Según un estudio de Deloitte, la televisión pública nos cuesta al año un cuarto de billón de pesetas (1.500 millones de euros). Las televisiones privadas, quejándose con razón de competencia desleal, reclaman que la televisión pública carezca de publicidad. A mí eso me parece insuficiente. Yo reclamo que no haya televisión pública.
La vicepresidenta del gobierno defiende la existencia de una "televisión pública fuerte". Es normal, los socialistas por definición son partidarios de un sector público fuerte. Es decir, creen que los políticos y funcionarios gastarán más sabiamente el dinero de los ciudadanos que estos mismos.

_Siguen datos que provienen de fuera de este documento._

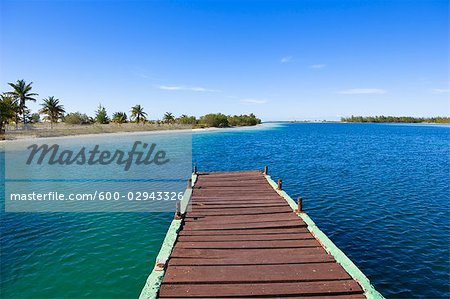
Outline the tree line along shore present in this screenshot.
[341,115,450,124]
[0,80,261,134]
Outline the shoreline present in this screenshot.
[0,124,268,144]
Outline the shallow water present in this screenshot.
[0,124,450,298]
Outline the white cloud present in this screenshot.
[158,85,220,92]
[337,88,386,94]
[242,99,268,105]
[309,64,327,69]
[280,56,293,63]
[431,88,450,94]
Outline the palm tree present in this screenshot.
[0,94,17,135]
[8,80,38,125]
[131,105,147,123]
[39,97,66,129]
[163,112,175,124]
[112,112,127,124]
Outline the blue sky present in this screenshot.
[0,0,450,120]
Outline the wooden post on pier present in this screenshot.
[174,201,182,220]
[297,196,303,213]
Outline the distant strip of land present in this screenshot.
[341,115,450,124]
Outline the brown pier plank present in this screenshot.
[158,171,365,299]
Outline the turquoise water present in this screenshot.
[0,124,450,298]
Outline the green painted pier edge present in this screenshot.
[139,173,197,299]
[264,175,384,299]
[139,167,384,299]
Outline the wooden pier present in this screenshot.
[141,169,382,299]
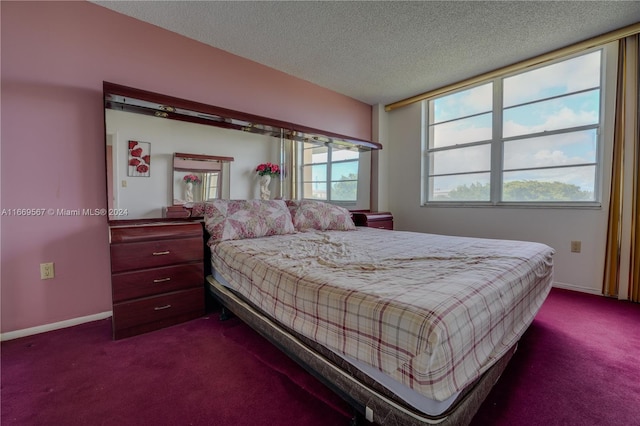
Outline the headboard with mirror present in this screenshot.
[103,82,382,225]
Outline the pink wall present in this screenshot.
[0,2,371,332]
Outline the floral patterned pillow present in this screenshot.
[287,200,356,231]
[204,200,295,244]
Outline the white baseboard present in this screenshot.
[553,281,602,296]
[0,311,113,342]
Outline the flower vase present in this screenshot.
[184,182,193,203]
[260,175,271,200]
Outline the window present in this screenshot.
[302,143,360,204]
[424,49,604,205]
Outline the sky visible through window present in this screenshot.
[429,50,601,200]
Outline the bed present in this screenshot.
[201,200,553,425]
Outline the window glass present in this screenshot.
[423,49,604,204]
[504,50,601,107]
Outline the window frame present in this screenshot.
[299,142,361,207]
[421,42,617,208]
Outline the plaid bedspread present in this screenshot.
[211,228,553,401]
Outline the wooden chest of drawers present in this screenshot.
[110,222,204,339]
[353,212,393,230]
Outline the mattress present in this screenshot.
[211,228,553,410]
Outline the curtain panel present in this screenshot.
[602,34,640,302]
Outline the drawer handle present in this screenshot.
[153,305,171,311]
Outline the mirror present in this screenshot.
[173,152,233,205]
[103,82,382,221]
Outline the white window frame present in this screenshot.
[421,42,617,208]
[300,143,361,207]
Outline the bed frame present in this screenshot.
[207,275,517,426]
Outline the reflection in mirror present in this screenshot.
[173,152,233,205]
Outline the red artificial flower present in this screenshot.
[256,163,280,176]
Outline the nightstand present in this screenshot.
[109,222,204,339]
[353,212,393,230]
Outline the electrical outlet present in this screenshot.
[571,241,582,253]
[40,262,56,280]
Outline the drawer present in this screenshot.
[109,222,202,244]
[111,262,204,303]
[111,237,204,273]
[113,286,204,334]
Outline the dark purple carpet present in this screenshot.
[0,289,640,426]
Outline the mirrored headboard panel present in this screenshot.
[103,82,382,221]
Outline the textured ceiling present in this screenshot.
[94,1,640,105]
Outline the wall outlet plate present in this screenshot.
[40,262,56,280]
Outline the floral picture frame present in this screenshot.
[127,140,151,177]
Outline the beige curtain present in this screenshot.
[603,34,640,302]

Porque me pregunto: ¿qué servicio tan esencial prestan las televisiones públicas mejor que las privadas? Aparte, claro está, de la propaganda gubernamental y la "construcción nacional" en los canales autonómicos catalanes y vascos. En realidad, los canales públicos compiten en zafiedad y embrutecimiento de la población con los privados, y con frecuencia les ganan.
Hay quien dice que sería deseable una televisión pública de calidad, sin anuncios y con contenidos culturales y formativos. Yo soy partidario de que quien quiera una televisión de calidad, que la pague (no hay nada gratis) pero que no obligue a los demás a hacerlo. Es mucho más elitista el concepto de televisión pública de calidad que proponen tantos que permitir -por el contrario- que cada cual pueda elegir entre fútbol o conciertos de música clásica (o ambas cosas). Pero claro, qué cosas digo, elegir. ¡Exigir a los políticos que dejen de intervenir Por Nuestro Propio Bien! Seré pasto de las llamas del Infierno, lo sé.